Wpis z mikrobloga

Jak już raz wpadniesz w sidła roli gościa do wyśmiewania to potem już prawie wszystkie działania będą interpretowane tylko pod tym kątem i będą tylko kolejnymi pretekstami by jakoś CI dosrać. Najlepiej widac to w czasach szkoły.
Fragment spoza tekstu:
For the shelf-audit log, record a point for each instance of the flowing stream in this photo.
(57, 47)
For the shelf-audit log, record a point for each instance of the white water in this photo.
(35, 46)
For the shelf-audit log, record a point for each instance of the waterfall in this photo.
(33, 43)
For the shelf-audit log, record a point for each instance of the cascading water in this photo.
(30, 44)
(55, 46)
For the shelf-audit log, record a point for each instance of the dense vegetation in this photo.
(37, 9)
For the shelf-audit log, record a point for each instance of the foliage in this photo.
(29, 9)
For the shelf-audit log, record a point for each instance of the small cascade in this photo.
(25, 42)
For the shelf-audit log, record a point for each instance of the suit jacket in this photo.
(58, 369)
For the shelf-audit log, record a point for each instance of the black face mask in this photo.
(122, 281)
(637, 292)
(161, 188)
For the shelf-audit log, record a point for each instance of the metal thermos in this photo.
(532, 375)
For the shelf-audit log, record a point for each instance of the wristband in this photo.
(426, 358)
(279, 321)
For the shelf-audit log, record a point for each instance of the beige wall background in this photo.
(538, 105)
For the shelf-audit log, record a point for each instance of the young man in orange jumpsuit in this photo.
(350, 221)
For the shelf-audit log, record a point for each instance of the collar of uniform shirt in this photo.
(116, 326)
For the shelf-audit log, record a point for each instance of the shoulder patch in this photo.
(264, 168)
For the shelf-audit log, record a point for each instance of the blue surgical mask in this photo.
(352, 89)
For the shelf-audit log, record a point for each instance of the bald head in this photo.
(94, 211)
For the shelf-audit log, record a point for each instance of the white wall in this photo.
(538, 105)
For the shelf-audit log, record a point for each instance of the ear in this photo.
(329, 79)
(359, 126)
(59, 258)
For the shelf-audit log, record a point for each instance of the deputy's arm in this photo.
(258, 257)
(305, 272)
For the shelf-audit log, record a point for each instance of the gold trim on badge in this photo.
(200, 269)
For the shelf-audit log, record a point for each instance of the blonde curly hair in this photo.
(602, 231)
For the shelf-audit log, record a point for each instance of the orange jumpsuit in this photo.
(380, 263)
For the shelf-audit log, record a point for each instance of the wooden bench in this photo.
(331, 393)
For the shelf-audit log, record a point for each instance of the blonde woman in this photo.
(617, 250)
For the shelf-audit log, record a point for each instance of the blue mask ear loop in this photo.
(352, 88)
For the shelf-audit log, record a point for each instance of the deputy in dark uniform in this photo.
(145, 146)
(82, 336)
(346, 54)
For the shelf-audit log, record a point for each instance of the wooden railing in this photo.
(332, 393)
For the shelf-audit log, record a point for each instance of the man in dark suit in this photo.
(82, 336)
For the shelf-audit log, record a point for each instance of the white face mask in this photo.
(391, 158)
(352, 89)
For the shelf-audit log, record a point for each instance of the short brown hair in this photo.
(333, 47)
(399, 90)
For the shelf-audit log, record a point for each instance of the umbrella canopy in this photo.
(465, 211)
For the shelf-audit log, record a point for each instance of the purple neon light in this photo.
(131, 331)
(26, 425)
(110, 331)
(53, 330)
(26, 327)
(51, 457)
Jak ktoś wpadnie w rolę kozła ofiarnego do ciśnięcia beki dla reszty, to może potem zachowywać się najnormalniej w świecie, ne odwalać niczego co nakręcałoby szyderę z niego, ale to już bez znaczenia - nawet w tym, że oddychasz znajdzie się coś, żeby jakoś Ci dojechać i zrobić sobie z Ciebie podś#!$%@?.

Łatka została przypięta i wszystko będzie już analizowane i odbierane przez jej pryzmat. No ale ktoś kto tego nie doświadczył i tak powie "po prostu zachowuj się jak normalny człowiek to nikt się nie będzie czepiał ¯\_(ツ)_/¯"
#przegryw
  • 4
  • Odpowiedz
@Kozikiewicz: Jeśli jesteś testowany przez grupę w ten sposób to już przegrales, jedyne wyjście z takiej sytuacji to nigdy się w niej nie znaleźć.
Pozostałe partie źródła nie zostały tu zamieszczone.